Qingdao port
Trucks drive past piles of shipping containers at the Qingdao port in Qingdao, Shandong province.Reuters

Citic Resources Holdings has said it may be affected by the probe into alleged fraud at Qingdao port in China.

An investigation was launched into world's seventh largest port amid suspicions that a company has used single metal cargoes multiple times in order to raise finance.

Shares in Citic Resources plunged by 8% after its leadership confirmed that it could be affected by the investigation.

"At present the status of the investigation is unknown to the group," CITIC chairman Kwok Peter Viem said in a note to the Hong Kong stock exchange.

"Until the status of the investigation is clarified, the company is not able to accurately assess its impact on the group's alumina and copper stored at Qingdao port or on the group itself," Kwok said.

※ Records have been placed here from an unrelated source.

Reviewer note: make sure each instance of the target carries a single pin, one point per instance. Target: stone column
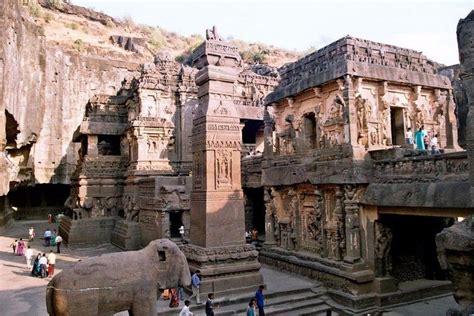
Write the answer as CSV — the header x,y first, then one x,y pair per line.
x,y
352,224
269,218
217,235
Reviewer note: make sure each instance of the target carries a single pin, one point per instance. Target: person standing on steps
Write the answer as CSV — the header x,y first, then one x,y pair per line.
x,y
47,237
13,246
251,309
209,305
58,240
31,233
51,263
260,298
181,232
28,256
185,311
196,284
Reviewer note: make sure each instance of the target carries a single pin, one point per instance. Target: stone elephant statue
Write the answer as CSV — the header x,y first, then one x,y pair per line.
x,y
123,281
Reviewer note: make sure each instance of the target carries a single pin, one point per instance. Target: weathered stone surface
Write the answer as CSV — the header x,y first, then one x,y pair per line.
x,y
116,282
456,244
456,254
45,89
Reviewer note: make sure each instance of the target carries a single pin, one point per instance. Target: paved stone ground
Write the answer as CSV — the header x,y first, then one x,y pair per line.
x,y
22,294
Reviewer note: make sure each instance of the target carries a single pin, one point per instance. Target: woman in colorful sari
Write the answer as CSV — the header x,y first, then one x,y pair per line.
x,y
20,247
53,238
174,302
36,271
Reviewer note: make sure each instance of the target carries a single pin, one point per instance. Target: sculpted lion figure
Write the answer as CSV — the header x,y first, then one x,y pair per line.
x,y
124,281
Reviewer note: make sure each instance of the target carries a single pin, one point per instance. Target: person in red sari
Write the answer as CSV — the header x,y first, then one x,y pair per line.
x,y
174,301
20,247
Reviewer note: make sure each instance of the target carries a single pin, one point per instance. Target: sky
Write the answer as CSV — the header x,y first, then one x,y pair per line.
x,y
422,25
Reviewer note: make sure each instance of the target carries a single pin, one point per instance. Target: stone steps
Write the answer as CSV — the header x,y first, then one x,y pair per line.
x,y
277,303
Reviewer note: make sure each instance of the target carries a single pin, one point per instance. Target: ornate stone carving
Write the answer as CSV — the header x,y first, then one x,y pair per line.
x,y
383,239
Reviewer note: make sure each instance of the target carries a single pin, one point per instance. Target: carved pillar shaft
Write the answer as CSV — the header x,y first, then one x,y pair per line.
x,y
269,220
352,233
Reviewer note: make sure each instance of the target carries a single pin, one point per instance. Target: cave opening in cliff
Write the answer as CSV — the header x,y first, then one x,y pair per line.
x,y
413,248
36,202
11,129
255,211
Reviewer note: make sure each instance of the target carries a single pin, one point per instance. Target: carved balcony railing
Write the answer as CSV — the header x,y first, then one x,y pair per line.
x,y
103,167
248,149
451,167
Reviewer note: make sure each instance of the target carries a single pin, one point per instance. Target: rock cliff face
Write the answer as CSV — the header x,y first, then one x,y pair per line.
x,y
44,89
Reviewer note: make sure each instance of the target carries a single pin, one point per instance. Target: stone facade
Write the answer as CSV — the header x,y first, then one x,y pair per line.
x,y
339,177
136,155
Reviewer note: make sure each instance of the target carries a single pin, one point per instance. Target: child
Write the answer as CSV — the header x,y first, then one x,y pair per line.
x,y
31,233
13,246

The company said it had sought a court order to secure its metal assets.

CITIC Resources is the commodities trading unit of China's biggest state enterprises, CITIC Group Corp.

It is the latest company to warn of possible losses relating to the port, after Standard Bank and GKE Corp issued similar statements.

Standard Chartered is reviewing financing to a number of Chinese metals companies and Citi Group has launched a probe into loans provided to trading houses, secured against copper and aluminium stored at Chinese ports.

Meanwhile, some Western banks are concerned over the possibility of a fraud case at another Chinese port, according to the Wall St Journal.

Penglai port in Shandong province is the second port in question, the newspaper reported.

Qingdao port was floated on the Hong Kong stock exchange in June, to a muted response from investors.